17 February 2015

Tackling Variation in the Care of Patients With COPD

Improving access to specialist care and smoking cessation support are among actions that can help reduce variation in the care of patients with COPD, according to a new report.

The report recommends following NICE’s quality standard on chronic obstructive pulmonary disease (COPD) to help measure improvements made and standardise care.

COPD is a term used to describe a range of lung diseases that include chronic bronchitis, emphysema and chronic obstructive airways disease. People with COPD have difficulties with breathing, which can impact on their quality of life.

Flare-ups, known as exacerbations also often occur, where there is a rapid and sustained worsening of symptoms beyond normal day-to-day variations.

Published by the Royal College of Physicians, the National COPD Audit describes the care of 13,414 patients admitted to hospital for their COPD between 1 February and 31 April 2014.

The report found that despite some improvements, standards of care continue to vary widely across England and Wales.
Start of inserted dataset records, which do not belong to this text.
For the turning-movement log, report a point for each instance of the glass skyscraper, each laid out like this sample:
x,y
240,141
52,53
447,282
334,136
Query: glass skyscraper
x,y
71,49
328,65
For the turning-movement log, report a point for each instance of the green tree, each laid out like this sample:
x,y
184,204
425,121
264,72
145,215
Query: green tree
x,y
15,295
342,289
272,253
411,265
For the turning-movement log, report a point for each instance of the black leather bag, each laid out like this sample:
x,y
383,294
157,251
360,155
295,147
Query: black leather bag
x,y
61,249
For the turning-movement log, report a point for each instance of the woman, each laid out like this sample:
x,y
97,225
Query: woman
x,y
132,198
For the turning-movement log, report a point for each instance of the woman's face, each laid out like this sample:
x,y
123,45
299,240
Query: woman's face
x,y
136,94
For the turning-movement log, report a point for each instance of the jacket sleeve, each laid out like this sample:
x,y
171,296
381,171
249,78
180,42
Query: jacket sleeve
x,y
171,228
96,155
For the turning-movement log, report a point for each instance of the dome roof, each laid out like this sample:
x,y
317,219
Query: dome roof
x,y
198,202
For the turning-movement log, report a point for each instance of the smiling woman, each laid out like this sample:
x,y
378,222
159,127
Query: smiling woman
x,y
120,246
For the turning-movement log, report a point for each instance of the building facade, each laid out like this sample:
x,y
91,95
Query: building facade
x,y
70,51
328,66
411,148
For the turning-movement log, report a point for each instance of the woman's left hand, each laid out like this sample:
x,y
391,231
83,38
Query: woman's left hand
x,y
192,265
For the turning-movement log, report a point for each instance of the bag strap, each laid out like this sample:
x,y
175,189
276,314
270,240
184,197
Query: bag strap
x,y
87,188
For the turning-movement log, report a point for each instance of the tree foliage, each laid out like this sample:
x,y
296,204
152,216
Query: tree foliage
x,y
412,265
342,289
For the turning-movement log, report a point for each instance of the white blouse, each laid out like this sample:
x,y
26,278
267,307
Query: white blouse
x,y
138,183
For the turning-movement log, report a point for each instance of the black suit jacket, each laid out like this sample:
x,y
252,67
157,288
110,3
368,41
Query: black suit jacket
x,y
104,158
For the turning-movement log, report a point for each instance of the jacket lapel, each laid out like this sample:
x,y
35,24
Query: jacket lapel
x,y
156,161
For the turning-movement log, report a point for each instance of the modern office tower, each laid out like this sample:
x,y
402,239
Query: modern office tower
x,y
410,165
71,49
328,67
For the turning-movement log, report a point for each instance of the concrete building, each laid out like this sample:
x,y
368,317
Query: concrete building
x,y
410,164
In particular it finds that while respiratory specialists often provide better evidence-based care, access to specialists varies widely. For example, nearly half of patients were discharged within 3 days, many of whom had no contact with respiratory specialists. Furthermore, 20 per cent of patients were not seen by a respiratory expert at all during their stay.

Consequently, the report recommends following NICE’s quality standard on COPD as a means of standardising care.

NICE says that people admitted to hospital with a flare-up of COPD, should be cared for by a respiratory team, and have access to a specialist early supported-discharge scheme with appropriate community support.

The report additionally calls for improved diagnosis and management of stable COPD. Spirometry is useful for diagnosing COPD, alongside an assessment of signs and symptoms. However, the report found that spirometry was only available in 46 per cent of cases, which is a drop from the 54 per cent recorded in 2008.

NICE says that people with COPD should have one or more indicative symptoms recorded, and have the diagnosis confirmed by post-bronchodilator spirometry. This should be carried out on calibrated equipment by healthcare professionals in its performance and interpretation.

Smoking increases the likelihood of COPD, especially if a person has been smoking for a long time. Yet the report found no evidence of smoking cessation advice given to 42 per cent of patients who smoked, and provision varied widely across sites.

NICE’s quality standard calls for people who smoke regularly to be encouraged to stop and that they are offered a full range of smoking cessation support.

Professor Gillian Leng, Deputy Chief Executive and Director of Health and Social Care at NICE, added: "The NICE quality standard on COPD provides 13 statements that together can help address the variation in care of patients with COPD.

"Specialist support, the use of spirometry for confirming diagnosis and smoking cessation support are all effective interventions for patients with this disorder."

Dr Robert Stone, COPD audit clinical lead for secondary care, said: "We seem to be managing the ‘front end’ of the admission better, but there is a problem getting respiratory specialists (who provide better evidence-based care than the non-specialists) to patients in a timely fashion, particularly at weekends.

"Many patients don’t get to see a respiratory specialist and there remains a major issue getting the patients onto a respiratory ward."